Rinse and repeat until you are working with the lightest weight possible and can no longer move your arms or legs. In the video above you see Eddie Hall, the first man to deadlift 1,102 pounds, doing something similar.
He pyramids up from one plate deadlift, all the way up to a 10 plate one, then does drop sets until he’s back with one plate again. Of course, Eddie is insane and stronger than 90% of humans on this earth, but you get the picture.
Partial Reps go very well with dropsets since you don’t stop when you can’t do a full rep but continue until absolute failure. Let’s say you are doing seated rear delt raises, the first few reps you will be raising your arms all the way up, feeling good and looking good.

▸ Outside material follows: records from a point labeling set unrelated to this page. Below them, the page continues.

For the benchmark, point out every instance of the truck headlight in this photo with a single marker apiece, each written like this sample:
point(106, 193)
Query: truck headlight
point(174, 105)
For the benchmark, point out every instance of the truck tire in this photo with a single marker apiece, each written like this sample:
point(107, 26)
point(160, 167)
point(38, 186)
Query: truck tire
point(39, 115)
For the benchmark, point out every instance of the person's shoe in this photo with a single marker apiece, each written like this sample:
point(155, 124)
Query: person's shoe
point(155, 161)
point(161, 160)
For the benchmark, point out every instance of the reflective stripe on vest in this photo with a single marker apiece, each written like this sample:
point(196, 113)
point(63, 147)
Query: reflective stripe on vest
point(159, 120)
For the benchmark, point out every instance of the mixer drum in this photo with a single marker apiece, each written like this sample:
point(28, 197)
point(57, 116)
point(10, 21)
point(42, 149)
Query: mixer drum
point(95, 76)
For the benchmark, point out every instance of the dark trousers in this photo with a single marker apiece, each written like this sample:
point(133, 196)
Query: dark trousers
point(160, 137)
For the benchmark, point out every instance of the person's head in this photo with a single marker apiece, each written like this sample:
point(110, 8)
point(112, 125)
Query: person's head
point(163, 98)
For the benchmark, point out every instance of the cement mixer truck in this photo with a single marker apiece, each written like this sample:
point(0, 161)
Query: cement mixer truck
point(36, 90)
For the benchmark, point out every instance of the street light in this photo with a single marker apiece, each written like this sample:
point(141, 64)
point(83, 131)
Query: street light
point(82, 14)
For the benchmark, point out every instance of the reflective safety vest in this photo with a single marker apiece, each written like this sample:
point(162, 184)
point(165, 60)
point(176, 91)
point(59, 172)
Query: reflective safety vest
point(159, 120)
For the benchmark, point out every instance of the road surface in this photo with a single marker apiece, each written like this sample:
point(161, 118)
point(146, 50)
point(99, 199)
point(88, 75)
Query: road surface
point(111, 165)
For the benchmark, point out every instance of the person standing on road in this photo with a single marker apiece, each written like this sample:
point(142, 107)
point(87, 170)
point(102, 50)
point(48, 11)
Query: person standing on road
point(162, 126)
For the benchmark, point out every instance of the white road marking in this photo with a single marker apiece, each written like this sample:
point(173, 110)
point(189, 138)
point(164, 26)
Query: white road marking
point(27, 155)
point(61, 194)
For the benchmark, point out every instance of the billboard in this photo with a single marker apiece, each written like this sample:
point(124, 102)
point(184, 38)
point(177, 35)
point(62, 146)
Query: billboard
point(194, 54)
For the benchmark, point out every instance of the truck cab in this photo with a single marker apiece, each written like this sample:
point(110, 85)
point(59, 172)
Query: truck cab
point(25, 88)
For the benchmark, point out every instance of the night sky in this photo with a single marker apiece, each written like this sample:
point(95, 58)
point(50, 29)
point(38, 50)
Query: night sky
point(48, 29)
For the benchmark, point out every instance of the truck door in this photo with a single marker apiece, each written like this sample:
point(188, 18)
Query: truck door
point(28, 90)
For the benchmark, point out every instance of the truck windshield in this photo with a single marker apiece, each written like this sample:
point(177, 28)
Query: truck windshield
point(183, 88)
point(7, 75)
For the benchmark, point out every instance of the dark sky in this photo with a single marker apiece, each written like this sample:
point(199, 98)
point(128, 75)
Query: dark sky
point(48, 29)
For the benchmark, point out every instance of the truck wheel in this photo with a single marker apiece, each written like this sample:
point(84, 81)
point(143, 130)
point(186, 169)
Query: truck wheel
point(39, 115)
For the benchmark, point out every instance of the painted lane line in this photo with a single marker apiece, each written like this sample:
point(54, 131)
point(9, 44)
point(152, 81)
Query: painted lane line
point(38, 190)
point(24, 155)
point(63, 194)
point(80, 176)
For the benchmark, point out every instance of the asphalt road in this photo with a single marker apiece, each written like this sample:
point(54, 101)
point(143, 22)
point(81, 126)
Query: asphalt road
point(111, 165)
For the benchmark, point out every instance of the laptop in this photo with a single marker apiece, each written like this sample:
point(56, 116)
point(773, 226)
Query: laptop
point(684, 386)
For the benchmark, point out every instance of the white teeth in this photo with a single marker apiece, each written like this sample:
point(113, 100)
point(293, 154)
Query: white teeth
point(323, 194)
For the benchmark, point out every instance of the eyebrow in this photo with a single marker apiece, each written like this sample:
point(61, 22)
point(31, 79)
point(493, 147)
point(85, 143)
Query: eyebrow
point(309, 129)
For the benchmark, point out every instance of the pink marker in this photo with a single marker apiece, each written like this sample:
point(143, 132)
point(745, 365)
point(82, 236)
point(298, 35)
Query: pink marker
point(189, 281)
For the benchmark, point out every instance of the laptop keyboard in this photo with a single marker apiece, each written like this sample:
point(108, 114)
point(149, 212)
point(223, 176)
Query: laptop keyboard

Then the as the set progresses you will feel the infamous burn catching up with you and naturally you won’t be able to do the full range of motion — that’s fine. Continue your set until you literally either feel so much pain you are about to cry or can’t move the weight to save your damn life.
21s are an old school exercise that gets you a lot of tension in the muscle and gives you a crazy pump. It’s mostly used in conjunction with bicep curls, but with enough creativity on your end, you can use the 21s on pretty much any exercise. Deadlifts, squats, curls, pull-ups, chin-ups, overhead presses — you name it. Check out this article with some awesome variations on 21s.
Instead of counting reps, set a timer on your smartphone and get to work. Tom Platz had the sickest set of quads in the history of bodybuilding and he was known for doing 225lbs squats for ten minutes straight. Yes, you read that right, ten minutes. Clocking in at around 100 reps.
Imagine the amount of muscular stress he achieved in those 100 reps. Then there’s also the legendary story about a Hungarian wrestler who’s leg day routine was something nightmares are made of.